In a recording released a week ago and attributed to Abu Bakr al-Baghdadi, the secretive leader of the ISIS militants group pledged to attack Israel.

Baghdadi said ISIS has "not forgotten Palestine for a single moment".

"And soon, soon with God's permission, you will hear the footsteps of the mujahedeen... We are getting closer to you day by day," he said.

Haim Pinto was closing his jewellery store near the pub when the shooting began.

"People started running in my direction, yelling 'terrorist, terrorist'. I saw the commotion and went right back into my store, another girl came in and we hid in the bathroom till the shooting ended," he told AFP.

Pinto said the pub had opened "just a few months ago".

Osnat David, who owns a hair salon near the pub, said she was outside smoking a cigarette just two minutes before the attack began.

"If I were there when it happened I would have been dead," she said, recounting how she hid in the storage room with a few customers, clutching a pair of scissors and waiting for the shooting to end.

French tourist Alexandre Lambez was at a cafe across the street from the pub.

"I heard gunshots and turned around; I saw people rushing to the back of the cafe. I heard screaming and saw a man shooting. He was brown haired, wearing a grey sweater and fled the scene," he told AFP.

"I immediately thought of the attacks in Paris," he said, referring to Islamist militant attacks in November that killed 130 people at bars, a concert hall and the Stade de France stadium.

Twenty Israelis, an American and an Eritrean have been killed in a wave of attacks since October 1 including stabbings, car-rammings and gunfire targeting security forces and civilians.

According to an AFP count, 138 Palestinians have been killed by Israeli forces since the start of the latest violence, most while carrying out attacks on Israelis.

The current wave of protests by Palestinians and repression by Israeli occupation forces started in late July when toddler Ali Dawabsha was burned to death and three other Palestinians were severely injured after their house in the occupied West Bank was set on fire by Israeli settlers.

Palestinian protests were also triggered by an increase in Jewish visitors to Jerusalem's Al-Aqsa Mosque, which is considered the third holiest site in Islam. Palestinians fear that Israel is preparing to allow Jewish prayers in the mosque, which are not currently allowed.

Settlement-building, racial discrimination, confiscation of identity cards, long queues at checkpoints, as well as daily clashes and the desecration of Al-Aqsa mosque, have been Palestinians' daily routine.

The anger of Palestinian residents of Jerusalem has increased in the last three years after the Israeli authorities allowed increasing numbers of Jewish settlers to storm the Al-Aqsa mosque.

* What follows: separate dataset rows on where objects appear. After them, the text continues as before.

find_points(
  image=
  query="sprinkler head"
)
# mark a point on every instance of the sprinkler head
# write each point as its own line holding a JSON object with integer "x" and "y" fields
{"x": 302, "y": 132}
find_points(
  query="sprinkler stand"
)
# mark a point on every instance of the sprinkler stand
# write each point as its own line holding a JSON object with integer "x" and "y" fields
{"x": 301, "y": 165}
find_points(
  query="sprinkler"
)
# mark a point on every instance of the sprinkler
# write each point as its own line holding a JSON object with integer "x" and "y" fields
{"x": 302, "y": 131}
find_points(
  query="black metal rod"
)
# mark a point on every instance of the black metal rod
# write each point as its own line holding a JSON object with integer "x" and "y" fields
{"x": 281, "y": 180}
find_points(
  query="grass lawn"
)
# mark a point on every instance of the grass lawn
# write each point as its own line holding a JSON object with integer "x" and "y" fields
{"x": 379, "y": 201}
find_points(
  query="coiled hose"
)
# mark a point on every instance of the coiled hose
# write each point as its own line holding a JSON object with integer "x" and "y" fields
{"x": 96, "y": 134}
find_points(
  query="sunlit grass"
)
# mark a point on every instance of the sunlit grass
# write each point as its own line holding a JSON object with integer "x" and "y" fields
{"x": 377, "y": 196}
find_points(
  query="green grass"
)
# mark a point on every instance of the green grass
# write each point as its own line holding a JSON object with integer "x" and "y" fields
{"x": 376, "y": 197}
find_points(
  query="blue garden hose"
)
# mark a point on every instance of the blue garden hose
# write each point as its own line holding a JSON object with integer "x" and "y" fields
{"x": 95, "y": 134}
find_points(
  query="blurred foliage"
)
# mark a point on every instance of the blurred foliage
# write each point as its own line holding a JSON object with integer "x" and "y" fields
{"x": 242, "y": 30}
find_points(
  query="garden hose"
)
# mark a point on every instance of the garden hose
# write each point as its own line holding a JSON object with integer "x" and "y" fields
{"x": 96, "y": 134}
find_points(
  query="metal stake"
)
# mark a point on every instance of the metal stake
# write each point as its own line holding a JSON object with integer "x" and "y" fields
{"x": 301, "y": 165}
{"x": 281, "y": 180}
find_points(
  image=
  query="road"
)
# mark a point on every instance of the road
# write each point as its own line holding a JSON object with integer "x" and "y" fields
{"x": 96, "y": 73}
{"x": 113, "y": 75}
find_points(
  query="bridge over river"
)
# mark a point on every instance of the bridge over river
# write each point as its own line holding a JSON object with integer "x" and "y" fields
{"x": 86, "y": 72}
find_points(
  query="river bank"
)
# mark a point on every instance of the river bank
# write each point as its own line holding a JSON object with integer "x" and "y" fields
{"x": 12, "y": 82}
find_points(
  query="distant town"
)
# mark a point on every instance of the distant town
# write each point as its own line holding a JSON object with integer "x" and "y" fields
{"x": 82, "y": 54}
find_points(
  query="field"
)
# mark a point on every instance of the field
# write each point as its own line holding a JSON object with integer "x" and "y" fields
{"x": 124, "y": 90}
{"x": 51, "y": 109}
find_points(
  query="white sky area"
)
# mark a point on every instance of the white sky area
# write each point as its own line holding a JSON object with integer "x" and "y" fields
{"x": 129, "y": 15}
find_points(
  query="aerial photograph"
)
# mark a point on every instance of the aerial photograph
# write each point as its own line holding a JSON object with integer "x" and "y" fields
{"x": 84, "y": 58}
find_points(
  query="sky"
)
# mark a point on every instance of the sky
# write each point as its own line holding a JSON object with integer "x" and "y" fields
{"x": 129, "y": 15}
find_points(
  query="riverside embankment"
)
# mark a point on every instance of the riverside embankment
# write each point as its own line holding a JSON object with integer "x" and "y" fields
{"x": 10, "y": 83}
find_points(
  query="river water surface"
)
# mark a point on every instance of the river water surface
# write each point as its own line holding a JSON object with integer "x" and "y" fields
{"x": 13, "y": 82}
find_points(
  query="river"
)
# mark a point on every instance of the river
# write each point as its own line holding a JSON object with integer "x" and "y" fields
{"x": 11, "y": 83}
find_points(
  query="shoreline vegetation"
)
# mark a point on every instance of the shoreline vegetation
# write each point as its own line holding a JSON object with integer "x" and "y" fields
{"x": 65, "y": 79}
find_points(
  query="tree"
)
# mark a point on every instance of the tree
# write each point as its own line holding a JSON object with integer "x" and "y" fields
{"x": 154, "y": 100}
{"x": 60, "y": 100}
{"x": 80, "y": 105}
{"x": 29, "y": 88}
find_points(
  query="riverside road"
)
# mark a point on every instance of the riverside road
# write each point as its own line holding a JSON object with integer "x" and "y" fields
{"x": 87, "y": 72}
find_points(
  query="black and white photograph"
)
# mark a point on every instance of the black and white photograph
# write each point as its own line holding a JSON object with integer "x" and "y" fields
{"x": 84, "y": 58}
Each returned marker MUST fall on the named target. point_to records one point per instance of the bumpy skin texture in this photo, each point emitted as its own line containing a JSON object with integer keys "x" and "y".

The surge in violence has been fuelled by Palestinians' frustration over Israel's 48-year occupation of land they seek for an independent state, and the expansion of settlements in those territories which were captured by Israel in the 1967 Middle East war.

Palestinian leaders say a younger generation sees no hope for the future living under Israeli security restrictions and with a stifled economy. The latest round of U.S.-brokered peace talks collapsed in April 2014.

Violence has also been triggered by Muslim anger over stepped-up Israeli visits to Jerusalem's al Aqsa mosque complex. The site, Islam's holiest outside Saudi Arabia, is also revered by many Jews as a vestige of their biblical temples.

*The story has been edited by Ahram Online.